As a member of the executive board of Sustained Dialogue, I worked in the fall to recruit participants for the 2009-2010 school year. An e-mail response I received during the process led me to believe that there is confusion and misunderstanding regarding Sustained Dialogue at the University. The author, explaining that Sustained Dialogue could not make a brief presentation at this organization's next meeting to recruit members, wrote:
"I do not believe that any members of [my organization] would be interested in your organization. Nor do I believe that one of our meetings would be a suitable place for anyone to make such a presentation seeing as how it does not flow with my organization's mission."
This e-mail compelled me to clarify, both for its author and the wider University community, what Sustained Dialogue is. Further, I wish to explain why dialogue in general matters for the University and for each student's experience.
So what is Sustained Dialogue? In asking fellow students what they thought SD was, several misconceptions surfaced. Some common trends included "a debate club," "a liberal, anti-conservative organization," and "a group for minorities." Some feared being the "token (fill in the blank)" in the room, while others worried that they weren't "diverse enough." Some even said it seemed like a waste of time.
SD is not a debate club, nor an advocate of any political agenda. As an organization, we create a space for dialogue where we hope participants, through exposure to multiple ideas and perspectives, will challenge, reexamine, and broaden their own. It is imperative to the success of dialogue to have unique and varied perspectives present. Just as the quality of dialogue would be compromised should we confine ourselves within political boundaries, so would it suffer if we had only minority students.
In light of this goal, we intentionally seek students from any and all communities within the student body. Further, we provide a space where those participants can voice their individual ideas rather than feel obligated to speak on behalf of a larger group identity. As an organization, we do not seek blind consensus between the participants, but understanding. We by no means tell people what to think, but hope that dialogue enables them to challenge, complicate, and better understand what they believe.
But why? Why do students commit 90 minutes of their time every week to engage in these dialogues?
The University, like almost any school, is plagued by strained relationships along ethnic, racial, socioeconomic, and religious lines (to name a few). It bears a reputation for being a preppy white school, when in fact only 62 percent of the Class of 2013 is white. The student body responded feebly to a violent hate crime against two gay male students last spring. The school, though ranked the second best public university in the nation, has yet to recognize the African-American Studies program as a department. Wake up, folks. There are problems at our school, and if we care about this place, we need to address them. Sustained Dialogue provides one forum for doing this, enabling students to engage in honest discourse with each other about themselves and their community. That someone might think that the solution lies in limiting communication deeply frustrates me.
Yet these conversations are intended not only to help ameliorate these problems in our community, but also to better us as individuals. College presents an incredible and unique opportunity to live and engage with people from vastly different backgrounds from your own. Exchanging thoughts and ideas with these people will strengthen yours, will broaden your horizons, will open doors. We live in an increasingly global and multifaceted world, and our ability to tolerate, accept and understand different people with different experiences will be priceless. Dialoguing is one of the greatest educational opportunities afforded by a University environment.

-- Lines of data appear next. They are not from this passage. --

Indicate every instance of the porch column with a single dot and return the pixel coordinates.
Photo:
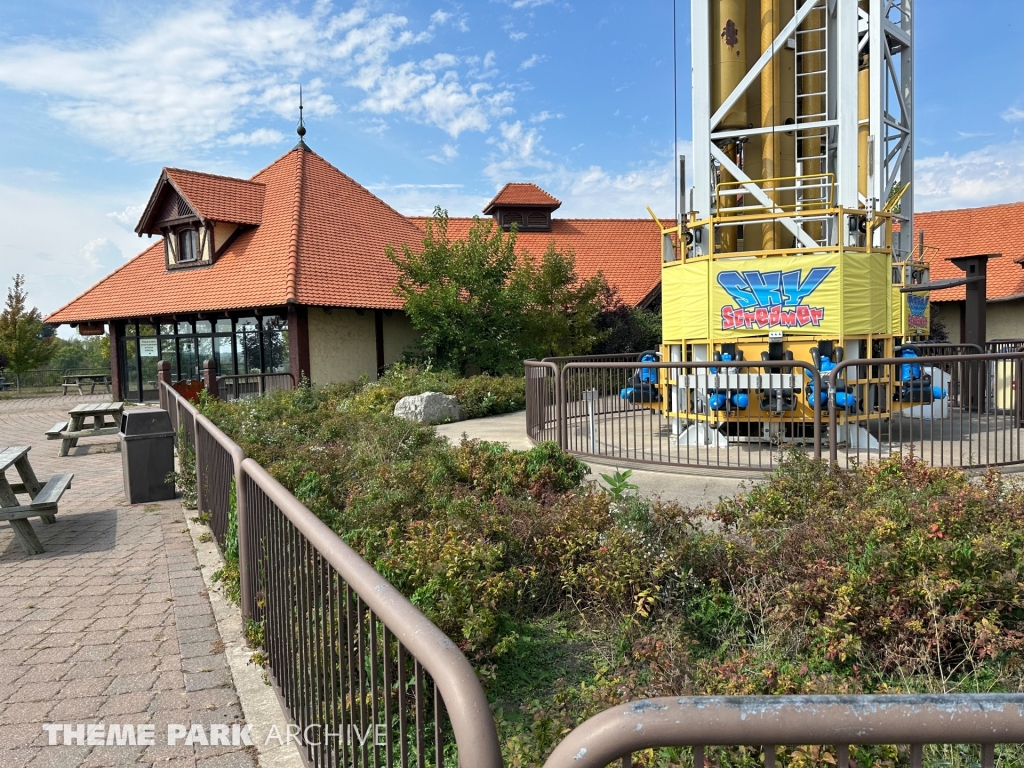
(114, 335)
(298, 342)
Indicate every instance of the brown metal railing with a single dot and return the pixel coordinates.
(904, 406)
(944, 349)
(705, 722)
(613, 411)
(365, 675)
(543, 401)
(253, 385)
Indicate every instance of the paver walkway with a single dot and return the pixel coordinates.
(112, 624)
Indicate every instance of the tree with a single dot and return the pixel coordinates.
(480, 306)
(456, 294)
(23, 339)
(561, 308)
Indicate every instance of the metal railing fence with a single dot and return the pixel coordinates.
(978, 427)
(350, 654)
(945, 407)
(365, 675)
(543, 402)
(613, 411)
(701, 723)
(253, 385)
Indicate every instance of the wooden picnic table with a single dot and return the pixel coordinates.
(75, 380)
(69, 432)
(43, 499)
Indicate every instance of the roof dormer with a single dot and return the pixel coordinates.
(526, 206)
(199, 214)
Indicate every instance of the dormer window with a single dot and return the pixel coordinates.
(187, 246)
(525, 206)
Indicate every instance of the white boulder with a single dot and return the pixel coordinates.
(428, 408)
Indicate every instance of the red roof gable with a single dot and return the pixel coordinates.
(321, 242)
(628, 252)
(522, 195)
(969, 231)
(220, 198)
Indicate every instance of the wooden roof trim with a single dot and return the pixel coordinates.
(293, 244)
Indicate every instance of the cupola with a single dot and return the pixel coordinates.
(525, 205)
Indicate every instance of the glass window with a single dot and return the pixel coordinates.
(275, 345)
(225, 361)
(247, 340)
(187, 359)
(186, 246)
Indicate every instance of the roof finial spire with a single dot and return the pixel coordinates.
(301, 130)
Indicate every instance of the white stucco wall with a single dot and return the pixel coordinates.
(1005, 320)
(342, 345)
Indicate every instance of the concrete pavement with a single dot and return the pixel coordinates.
(688, 486)
(112, 624)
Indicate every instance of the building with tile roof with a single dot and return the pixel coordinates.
(286, 272)
(968, 231)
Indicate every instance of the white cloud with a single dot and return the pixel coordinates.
(992, 174)
(448, 154)
(419, 200)
(526, 3)
(101, 254)
(89, 243)
(534, 60)
(195, 77)
(128, 217)
(256, 138)
(544, 116)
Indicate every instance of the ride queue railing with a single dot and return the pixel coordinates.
(905, 406)
(960, 409)
(924, 725)
(369, 679)
(599, 422)
(376, 683)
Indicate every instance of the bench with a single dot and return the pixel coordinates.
(56, 431)
(43, 498)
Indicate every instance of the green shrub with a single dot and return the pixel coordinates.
(894, 577)
(477, 395)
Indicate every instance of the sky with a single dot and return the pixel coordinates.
(426, 102)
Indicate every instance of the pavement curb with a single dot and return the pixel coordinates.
(259, 701)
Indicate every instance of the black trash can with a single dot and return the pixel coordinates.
(146, 455)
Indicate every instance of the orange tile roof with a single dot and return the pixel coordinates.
(628, 252)
(969, 231)
(220, 198)
(321, 242)
(517, 194)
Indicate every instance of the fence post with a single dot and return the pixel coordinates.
(590, 396)
(242, 522)
(560, 408)
(163, 377)
(210, 377)
(833, 420)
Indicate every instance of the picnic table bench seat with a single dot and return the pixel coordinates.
(43, 498)
(69, 432)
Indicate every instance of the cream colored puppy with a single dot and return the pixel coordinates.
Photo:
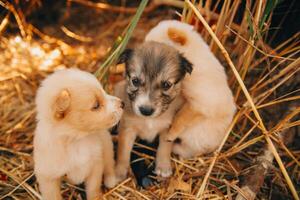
(74, 114)
(201, 123)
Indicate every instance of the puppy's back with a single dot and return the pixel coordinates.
(206, 88)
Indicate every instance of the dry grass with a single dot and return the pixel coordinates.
(265, 82)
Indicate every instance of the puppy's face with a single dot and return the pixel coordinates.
(153, 73)
(87, 107)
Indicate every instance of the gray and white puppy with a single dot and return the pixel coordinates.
(152, 96)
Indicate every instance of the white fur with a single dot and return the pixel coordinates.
(206, 89)
(61, 149)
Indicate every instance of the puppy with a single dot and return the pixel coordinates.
(74, 114)
(202, 121)
(151, 93)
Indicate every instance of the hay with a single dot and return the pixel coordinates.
(265, 85)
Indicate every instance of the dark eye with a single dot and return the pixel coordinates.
(136, 82)
(96, 106)
(165, 85)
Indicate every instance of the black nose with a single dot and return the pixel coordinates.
(122, 104)
(145, 110)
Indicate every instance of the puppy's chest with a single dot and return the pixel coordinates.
(149, 128)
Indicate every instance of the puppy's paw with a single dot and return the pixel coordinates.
(163, 169)
(121, 172)
(110, 181)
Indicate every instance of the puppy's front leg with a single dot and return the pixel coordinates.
(163, 156)
(185, 117)
(93, 182)
(125, 143)
(108, 161)
(50, 188)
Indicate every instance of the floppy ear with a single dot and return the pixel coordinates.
(62, 104)
(185, 65)
(125, 56)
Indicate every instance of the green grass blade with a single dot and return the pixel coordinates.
(120, 43)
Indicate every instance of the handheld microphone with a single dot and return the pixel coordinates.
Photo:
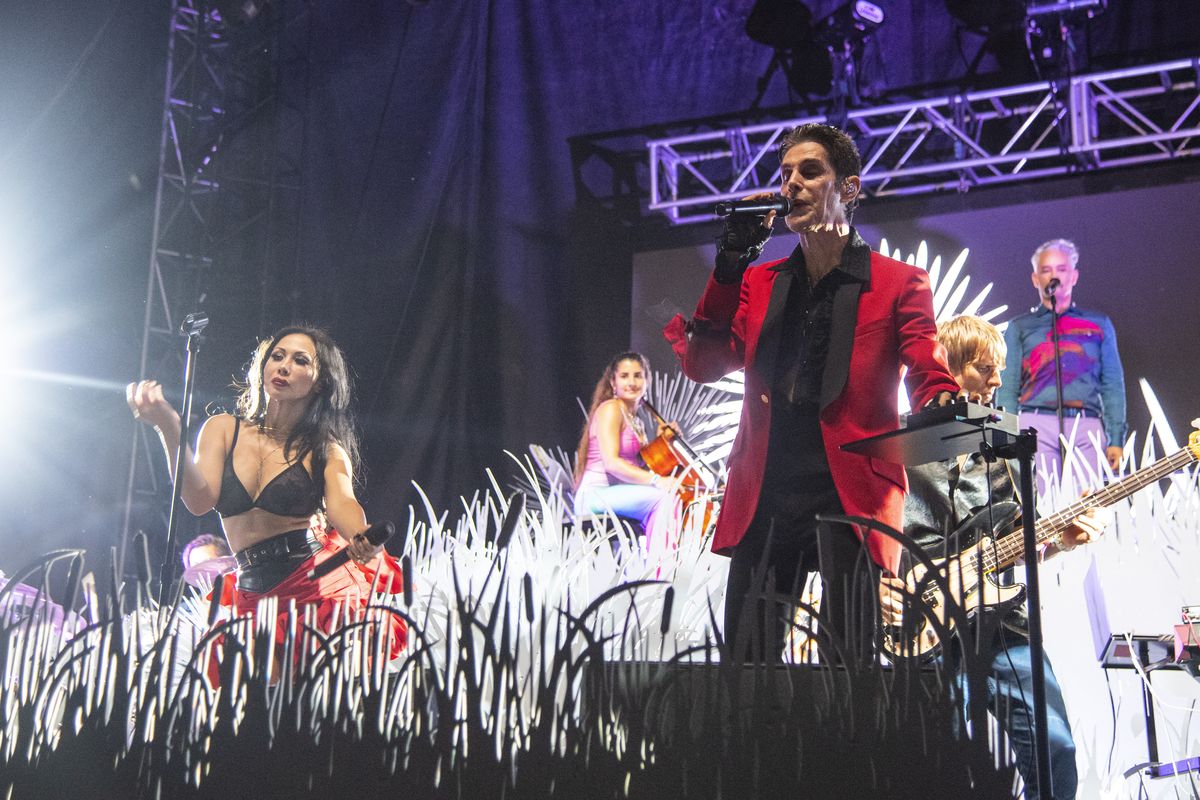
(193, 324)
(777, 203)
(376, 534)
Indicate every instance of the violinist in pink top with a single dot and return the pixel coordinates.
(610, 474)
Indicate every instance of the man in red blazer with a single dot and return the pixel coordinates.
(822, 337)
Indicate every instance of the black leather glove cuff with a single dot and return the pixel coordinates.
(739, 244)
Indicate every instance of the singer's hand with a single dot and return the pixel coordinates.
(741, 242)
(941, 398)
(363, 551)
(149, 405)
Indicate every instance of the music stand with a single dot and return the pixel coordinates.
(955, 429)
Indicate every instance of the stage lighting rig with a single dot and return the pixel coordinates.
(850, 25)
(1050, 31)
(1029, 38)
(817, 58)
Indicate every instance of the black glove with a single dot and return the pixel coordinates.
(739, 244)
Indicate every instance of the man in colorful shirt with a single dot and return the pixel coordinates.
(1092, 378)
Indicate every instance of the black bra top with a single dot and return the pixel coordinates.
(292, 493)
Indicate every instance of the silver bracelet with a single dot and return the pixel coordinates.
(1060, 545)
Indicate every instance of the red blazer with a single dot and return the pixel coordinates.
(877, 326)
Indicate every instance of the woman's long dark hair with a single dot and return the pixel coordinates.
(599, 395)
(327, 420)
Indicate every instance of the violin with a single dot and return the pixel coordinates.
(670, 456)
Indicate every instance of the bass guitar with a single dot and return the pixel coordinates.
(989, 542)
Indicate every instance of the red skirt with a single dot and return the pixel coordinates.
(347, 587)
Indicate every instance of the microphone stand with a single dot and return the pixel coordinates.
(1024, 447)
(1057, 374)
(192, 325)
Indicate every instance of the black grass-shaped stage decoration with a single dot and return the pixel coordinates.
(539, 665)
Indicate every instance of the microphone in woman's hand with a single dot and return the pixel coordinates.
(376, 534)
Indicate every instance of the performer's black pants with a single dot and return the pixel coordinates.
(768, 570)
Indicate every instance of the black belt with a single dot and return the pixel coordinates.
(285, 547)
(1068, 410)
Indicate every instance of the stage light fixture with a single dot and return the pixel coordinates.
(851, 24)
(816, 59)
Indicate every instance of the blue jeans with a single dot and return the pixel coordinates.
(1011, 699)
(649, 505)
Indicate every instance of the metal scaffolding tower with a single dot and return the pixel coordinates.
(957, 142)
(226, 206)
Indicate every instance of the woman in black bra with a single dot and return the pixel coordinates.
(279, 471)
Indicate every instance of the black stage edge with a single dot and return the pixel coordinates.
(756, 731)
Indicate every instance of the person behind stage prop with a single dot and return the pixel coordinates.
(1092, 377)
(276, 471)
(822, 337)
(610, 474)
(941, 497)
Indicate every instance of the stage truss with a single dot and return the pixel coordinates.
(1123, 118)
(226, 203)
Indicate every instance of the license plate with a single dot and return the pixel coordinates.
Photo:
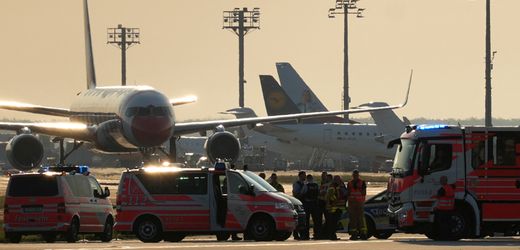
(32, 209)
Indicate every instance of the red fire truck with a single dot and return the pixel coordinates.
(157, 203)
(482, 164)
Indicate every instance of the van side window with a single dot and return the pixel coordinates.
(235, 183)
(174, 183)
(94, 185)
(506, 148)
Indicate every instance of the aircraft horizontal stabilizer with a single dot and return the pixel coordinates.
(183, 100)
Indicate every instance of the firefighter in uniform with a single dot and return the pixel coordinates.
(357, 191)
(445, 205)
(335, 204)
(324, 185)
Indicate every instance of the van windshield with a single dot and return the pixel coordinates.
(33, 185)
(250, 181)
(260, 181)
(403, 161)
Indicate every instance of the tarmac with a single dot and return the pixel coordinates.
(396, 242)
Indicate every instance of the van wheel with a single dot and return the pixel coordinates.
(262, 228)
(174, 237)
(108, 231)
(49, 237)
(72, 234)
(222, 236)
(282, 236)
(13, 237)
(148, 229)
(383, 235)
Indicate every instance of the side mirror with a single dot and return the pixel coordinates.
(107, 192)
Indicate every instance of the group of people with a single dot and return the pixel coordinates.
(329, 200)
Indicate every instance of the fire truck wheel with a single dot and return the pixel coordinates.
(108, 231)
(72, 234)
(13, 237)
(262, 228)
(174, 237)
(49, 237)
(222, 236)
(282, 236)
(148, 229)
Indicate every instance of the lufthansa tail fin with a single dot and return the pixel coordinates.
(277, 102)
(297, 89)
(91, 74)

I do not mean to promote Sustained Dialogue as an organization, but rather the philosophy that it embodies. I have aimed to clarify what our organization does and to emphasize the overarching importance of dialogue. Yet dialogue is by no means reserved for the forum of SD, especially as our groups can only hold so many participants. It is my most sincere hope that each student at the University will find for themselves the powerful experiences I have had. Whether found in SD, or by simply incorporating dialogue into daily life, these experiences will matter. They matter for our community, and they matter for us.
Pemberton Heath is a second-year in the College of Arts and Sciences.